Воскресенье

Зоя Командирова
Была Пасха. Я сидела на скамейке, рядом в коляске спал сын. Солнце жмурилось в глаза – я их невольно закрыла. Ласково, по-весеннему тепло дул ветерок. Сухой, нагретый асфальт легонько царапали прошлогодние листья, кружились и с шелестом бежали куда-то.
– Эй-эй, Прошка! Ну не вертись, прыткой! – раздался рядом низкий глуховатый голос. Я подняла глаза. Маленький мужичок, сгорбившись чуть ли не до земли, шуршал метлой, устраивая из сухих листьев маленькие водовороты. Один из листьев, тополиный, всё крутился у метлы, пытаясь пролезть между прутьев.

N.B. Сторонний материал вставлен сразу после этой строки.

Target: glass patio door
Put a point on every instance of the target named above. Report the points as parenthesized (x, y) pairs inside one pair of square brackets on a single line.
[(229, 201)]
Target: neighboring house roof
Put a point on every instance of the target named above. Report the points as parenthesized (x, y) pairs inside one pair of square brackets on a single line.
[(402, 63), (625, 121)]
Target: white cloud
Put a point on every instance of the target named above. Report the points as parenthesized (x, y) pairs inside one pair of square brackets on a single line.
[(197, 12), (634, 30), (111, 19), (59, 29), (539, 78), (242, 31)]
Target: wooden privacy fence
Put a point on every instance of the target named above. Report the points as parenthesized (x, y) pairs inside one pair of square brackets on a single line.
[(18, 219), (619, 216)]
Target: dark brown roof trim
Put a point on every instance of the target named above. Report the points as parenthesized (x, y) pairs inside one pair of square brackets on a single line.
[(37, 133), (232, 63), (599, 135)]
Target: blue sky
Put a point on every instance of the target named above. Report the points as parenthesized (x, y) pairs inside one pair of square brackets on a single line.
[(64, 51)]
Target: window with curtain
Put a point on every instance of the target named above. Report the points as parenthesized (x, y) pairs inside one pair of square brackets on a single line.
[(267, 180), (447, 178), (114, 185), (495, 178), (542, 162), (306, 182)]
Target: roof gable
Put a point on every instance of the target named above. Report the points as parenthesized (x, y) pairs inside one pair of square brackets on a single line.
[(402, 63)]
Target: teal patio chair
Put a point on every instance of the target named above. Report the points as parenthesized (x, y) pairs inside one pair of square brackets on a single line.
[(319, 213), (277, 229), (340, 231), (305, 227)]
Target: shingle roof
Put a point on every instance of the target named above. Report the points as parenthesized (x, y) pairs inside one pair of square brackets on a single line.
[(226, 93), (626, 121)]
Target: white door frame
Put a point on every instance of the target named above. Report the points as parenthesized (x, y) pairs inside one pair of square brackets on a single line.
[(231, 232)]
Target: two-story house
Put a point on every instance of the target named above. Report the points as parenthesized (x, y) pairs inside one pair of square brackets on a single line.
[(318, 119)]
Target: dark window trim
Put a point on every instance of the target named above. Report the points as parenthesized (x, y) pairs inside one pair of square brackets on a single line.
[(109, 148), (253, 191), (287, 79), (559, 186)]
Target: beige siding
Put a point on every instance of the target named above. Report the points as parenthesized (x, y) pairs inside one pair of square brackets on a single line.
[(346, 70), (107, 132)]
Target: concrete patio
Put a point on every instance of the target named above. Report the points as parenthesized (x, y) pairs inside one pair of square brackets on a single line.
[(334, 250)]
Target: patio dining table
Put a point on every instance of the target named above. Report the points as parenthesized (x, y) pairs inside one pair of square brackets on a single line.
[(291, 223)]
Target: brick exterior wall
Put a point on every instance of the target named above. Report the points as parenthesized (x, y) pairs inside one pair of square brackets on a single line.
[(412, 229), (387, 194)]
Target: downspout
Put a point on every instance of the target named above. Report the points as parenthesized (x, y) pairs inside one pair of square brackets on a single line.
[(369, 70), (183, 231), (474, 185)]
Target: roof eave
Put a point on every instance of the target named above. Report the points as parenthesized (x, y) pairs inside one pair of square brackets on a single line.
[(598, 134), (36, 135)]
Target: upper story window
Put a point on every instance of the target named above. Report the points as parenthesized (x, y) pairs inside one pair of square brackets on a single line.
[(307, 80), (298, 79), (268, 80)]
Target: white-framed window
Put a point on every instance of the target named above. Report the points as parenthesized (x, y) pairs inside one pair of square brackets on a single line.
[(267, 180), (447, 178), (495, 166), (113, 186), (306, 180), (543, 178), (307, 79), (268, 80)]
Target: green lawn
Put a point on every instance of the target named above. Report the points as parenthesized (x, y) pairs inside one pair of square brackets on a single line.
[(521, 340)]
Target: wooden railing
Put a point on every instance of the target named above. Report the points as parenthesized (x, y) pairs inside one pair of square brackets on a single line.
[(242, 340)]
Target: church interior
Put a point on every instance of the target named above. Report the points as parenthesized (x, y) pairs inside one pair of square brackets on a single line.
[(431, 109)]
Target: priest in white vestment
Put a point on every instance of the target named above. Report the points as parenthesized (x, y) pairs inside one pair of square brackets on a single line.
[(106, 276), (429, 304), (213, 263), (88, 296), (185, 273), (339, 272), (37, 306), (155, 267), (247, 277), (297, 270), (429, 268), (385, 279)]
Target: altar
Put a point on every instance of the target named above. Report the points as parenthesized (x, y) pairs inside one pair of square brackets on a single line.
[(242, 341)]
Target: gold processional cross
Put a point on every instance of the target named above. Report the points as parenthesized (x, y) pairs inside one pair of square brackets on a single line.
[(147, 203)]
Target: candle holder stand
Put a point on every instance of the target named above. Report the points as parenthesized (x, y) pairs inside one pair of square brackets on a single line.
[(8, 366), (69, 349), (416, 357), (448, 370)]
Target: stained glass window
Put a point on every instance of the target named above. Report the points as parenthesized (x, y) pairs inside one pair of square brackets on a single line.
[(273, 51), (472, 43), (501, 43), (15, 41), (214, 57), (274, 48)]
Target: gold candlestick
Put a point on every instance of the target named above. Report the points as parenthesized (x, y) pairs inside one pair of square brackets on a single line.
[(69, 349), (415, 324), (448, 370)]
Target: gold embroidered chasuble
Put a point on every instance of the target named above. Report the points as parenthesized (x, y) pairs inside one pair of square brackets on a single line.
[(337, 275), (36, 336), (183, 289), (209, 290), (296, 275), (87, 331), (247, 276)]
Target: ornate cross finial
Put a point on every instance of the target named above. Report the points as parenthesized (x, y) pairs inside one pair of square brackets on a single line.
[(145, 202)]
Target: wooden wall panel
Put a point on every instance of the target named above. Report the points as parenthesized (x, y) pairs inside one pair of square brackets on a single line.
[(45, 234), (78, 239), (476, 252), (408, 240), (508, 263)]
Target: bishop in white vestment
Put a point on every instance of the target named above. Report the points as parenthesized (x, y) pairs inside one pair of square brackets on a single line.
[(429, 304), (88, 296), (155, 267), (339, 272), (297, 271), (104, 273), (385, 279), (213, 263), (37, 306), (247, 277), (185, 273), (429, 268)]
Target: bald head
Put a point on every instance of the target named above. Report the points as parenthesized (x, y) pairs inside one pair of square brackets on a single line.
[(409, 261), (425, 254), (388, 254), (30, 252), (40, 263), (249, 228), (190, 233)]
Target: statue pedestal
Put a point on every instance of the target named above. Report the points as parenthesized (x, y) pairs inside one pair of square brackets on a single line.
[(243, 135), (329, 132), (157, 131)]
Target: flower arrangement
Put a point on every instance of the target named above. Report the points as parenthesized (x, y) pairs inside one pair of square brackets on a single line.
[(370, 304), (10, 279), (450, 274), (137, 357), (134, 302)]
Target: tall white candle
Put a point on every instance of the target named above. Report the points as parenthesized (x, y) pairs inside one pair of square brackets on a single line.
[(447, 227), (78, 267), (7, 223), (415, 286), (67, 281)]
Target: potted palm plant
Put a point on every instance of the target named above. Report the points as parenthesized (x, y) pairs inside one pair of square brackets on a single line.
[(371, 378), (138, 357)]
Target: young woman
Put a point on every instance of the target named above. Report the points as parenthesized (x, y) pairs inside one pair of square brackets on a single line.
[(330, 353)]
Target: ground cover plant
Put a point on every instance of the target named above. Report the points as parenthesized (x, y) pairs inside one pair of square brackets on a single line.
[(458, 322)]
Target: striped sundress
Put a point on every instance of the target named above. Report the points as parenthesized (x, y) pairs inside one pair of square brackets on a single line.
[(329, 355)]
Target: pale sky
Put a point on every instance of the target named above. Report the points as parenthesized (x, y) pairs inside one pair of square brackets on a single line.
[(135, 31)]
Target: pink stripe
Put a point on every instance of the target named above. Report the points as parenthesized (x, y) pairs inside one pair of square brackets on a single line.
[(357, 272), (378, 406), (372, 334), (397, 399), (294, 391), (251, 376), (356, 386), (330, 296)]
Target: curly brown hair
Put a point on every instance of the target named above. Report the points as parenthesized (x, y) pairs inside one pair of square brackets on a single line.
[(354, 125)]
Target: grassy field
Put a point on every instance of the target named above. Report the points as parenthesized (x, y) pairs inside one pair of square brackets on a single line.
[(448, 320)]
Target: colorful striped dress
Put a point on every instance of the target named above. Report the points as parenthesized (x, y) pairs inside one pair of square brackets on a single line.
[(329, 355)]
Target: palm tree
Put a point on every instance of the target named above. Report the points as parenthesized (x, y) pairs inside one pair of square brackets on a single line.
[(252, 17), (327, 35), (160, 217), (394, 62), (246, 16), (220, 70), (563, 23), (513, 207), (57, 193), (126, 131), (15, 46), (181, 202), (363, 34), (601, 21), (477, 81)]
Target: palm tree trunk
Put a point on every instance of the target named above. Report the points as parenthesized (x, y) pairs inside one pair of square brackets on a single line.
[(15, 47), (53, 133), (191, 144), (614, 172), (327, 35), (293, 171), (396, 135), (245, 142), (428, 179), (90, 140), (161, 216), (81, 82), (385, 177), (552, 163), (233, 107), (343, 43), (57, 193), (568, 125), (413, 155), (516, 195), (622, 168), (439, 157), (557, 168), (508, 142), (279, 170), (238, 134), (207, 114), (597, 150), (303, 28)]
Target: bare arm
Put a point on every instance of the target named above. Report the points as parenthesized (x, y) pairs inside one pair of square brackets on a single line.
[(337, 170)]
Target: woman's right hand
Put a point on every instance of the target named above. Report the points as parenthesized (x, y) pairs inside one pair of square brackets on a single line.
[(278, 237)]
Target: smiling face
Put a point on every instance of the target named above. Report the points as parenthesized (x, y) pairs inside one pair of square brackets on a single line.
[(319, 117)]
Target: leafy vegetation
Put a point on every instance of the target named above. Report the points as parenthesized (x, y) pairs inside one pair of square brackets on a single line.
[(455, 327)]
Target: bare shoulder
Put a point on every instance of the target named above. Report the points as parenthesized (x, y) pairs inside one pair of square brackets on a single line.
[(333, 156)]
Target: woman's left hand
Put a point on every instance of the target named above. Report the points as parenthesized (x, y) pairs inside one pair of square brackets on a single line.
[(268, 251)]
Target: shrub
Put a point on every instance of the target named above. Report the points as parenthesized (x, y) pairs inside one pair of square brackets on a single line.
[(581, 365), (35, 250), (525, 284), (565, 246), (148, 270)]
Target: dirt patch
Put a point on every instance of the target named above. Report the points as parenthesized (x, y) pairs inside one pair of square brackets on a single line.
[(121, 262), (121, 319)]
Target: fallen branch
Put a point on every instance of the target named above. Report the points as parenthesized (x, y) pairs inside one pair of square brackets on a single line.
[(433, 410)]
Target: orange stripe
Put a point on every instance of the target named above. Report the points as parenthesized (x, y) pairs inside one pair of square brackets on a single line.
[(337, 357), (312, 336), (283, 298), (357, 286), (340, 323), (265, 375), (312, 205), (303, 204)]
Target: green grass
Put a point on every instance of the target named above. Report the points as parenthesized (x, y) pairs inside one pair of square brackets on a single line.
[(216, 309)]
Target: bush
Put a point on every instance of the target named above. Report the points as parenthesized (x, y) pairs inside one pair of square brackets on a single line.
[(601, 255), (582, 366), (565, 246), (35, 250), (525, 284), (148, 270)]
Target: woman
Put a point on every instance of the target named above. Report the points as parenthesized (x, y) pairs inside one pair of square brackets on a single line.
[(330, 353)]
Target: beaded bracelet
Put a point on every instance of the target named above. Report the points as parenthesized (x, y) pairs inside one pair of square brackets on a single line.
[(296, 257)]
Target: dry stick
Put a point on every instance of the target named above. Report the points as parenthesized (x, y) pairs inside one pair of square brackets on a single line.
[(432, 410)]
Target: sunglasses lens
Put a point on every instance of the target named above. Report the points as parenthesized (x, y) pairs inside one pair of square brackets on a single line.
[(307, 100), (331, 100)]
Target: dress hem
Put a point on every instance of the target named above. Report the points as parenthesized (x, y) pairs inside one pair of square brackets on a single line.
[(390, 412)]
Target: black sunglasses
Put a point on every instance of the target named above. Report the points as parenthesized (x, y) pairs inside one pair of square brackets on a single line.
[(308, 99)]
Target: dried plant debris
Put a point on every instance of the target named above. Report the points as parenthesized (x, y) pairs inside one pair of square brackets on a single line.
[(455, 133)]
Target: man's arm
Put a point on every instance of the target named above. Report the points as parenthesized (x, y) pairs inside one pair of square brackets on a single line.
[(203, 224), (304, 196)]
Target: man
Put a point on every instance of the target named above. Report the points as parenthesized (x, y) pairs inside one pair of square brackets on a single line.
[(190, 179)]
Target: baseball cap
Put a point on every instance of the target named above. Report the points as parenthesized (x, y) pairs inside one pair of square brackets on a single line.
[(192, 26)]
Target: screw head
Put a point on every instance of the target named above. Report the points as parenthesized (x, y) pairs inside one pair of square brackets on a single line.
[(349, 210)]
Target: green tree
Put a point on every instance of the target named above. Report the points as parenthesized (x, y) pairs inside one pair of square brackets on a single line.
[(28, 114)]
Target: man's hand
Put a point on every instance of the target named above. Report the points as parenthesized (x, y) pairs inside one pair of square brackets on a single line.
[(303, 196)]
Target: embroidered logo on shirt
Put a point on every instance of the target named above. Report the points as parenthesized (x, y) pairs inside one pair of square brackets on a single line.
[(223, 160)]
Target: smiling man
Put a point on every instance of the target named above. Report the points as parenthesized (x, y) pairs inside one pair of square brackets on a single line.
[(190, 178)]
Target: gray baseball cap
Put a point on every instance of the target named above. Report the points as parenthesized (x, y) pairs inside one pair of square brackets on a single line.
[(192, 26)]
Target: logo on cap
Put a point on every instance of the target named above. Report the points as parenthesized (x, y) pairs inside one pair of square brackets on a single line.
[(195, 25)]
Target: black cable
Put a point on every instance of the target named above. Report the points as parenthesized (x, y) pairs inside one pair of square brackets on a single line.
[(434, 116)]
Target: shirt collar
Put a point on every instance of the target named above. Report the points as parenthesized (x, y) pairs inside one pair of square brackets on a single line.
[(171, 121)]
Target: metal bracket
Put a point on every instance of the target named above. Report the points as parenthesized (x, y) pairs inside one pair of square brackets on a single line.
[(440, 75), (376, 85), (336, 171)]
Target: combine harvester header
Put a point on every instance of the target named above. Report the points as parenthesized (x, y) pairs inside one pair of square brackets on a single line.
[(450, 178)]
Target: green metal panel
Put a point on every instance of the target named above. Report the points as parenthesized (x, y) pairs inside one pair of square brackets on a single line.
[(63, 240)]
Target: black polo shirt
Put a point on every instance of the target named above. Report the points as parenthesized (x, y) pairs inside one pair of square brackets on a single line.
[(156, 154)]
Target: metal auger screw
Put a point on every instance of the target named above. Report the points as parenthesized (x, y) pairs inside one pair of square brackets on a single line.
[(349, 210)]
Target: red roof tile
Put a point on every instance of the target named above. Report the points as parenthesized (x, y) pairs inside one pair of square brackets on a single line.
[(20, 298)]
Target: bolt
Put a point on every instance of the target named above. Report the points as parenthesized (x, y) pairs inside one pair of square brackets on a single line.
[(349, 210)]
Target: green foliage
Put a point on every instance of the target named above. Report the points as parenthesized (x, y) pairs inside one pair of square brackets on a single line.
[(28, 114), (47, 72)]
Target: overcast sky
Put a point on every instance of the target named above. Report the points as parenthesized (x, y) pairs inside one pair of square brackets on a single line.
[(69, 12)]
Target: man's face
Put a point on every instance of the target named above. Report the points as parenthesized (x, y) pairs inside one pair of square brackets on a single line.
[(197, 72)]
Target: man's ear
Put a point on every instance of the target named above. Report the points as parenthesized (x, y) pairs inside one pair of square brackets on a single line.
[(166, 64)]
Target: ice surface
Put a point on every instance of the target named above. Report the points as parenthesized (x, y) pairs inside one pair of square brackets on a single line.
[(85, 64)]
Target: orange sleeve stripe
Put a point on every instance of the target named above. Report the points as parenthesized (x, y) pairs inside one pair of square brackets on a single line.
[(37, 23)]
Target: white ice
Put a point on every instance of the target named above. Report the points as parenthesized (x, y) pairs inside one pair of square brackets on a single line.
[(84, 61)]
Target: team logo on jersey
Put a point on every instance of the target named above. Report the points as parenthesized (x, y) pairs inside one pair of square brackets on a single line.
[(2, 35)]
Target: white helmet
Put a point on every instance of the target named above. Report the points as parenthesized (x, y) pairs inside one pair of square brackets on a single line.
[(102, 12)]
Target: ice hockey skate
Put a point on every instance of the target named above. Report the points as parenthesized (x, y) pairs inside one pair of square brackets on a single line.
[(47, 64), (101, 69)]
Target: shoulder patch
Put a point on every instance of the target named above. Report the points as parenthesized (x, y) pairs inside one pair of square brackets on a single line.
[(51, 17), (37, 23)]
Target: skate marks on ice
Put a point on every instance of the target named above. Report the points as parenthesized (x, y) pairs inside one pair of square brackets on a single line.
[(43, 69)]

– Ишь ты, чертяка! Не уймёшься никак, – проворчал дворник, пытаясь вытащить проныру дрожащими пальцами. После нескольких неудач широкий лист затрепыхался на его мозолистой ладони. Мужичок довольно крякнул, и в его глазах засветились тёплые лучики.
– Хороший был мужик! Рукастый, мозговитый. На заводе талант применял. Рацидеи придумывал всякие, хитрые, и пускал их в дело. Бывало, прибор ну совсем простой смастерит, и машина, гляди, лучше работает. А главное – дёшево! И сердито. Вот так-то…Расшибся год назад, с вышки упал. Чё-то сваривал там опять – хотел сделать как лучше. Вот ведь как... – дворник снял кепку и протёр голубые глаза. – Долго лежал он там, на полу, а потом в лист обратился. И мотало-то его по свету, и-их! Наконец, ко мне прилетел. Все не угомонится – дела просит. Эх! Ложись сюда. Здесь тебе покойно будет, – и с этими словами дворник чуть придавил рукой лист к чёрной жирной земле на обочине.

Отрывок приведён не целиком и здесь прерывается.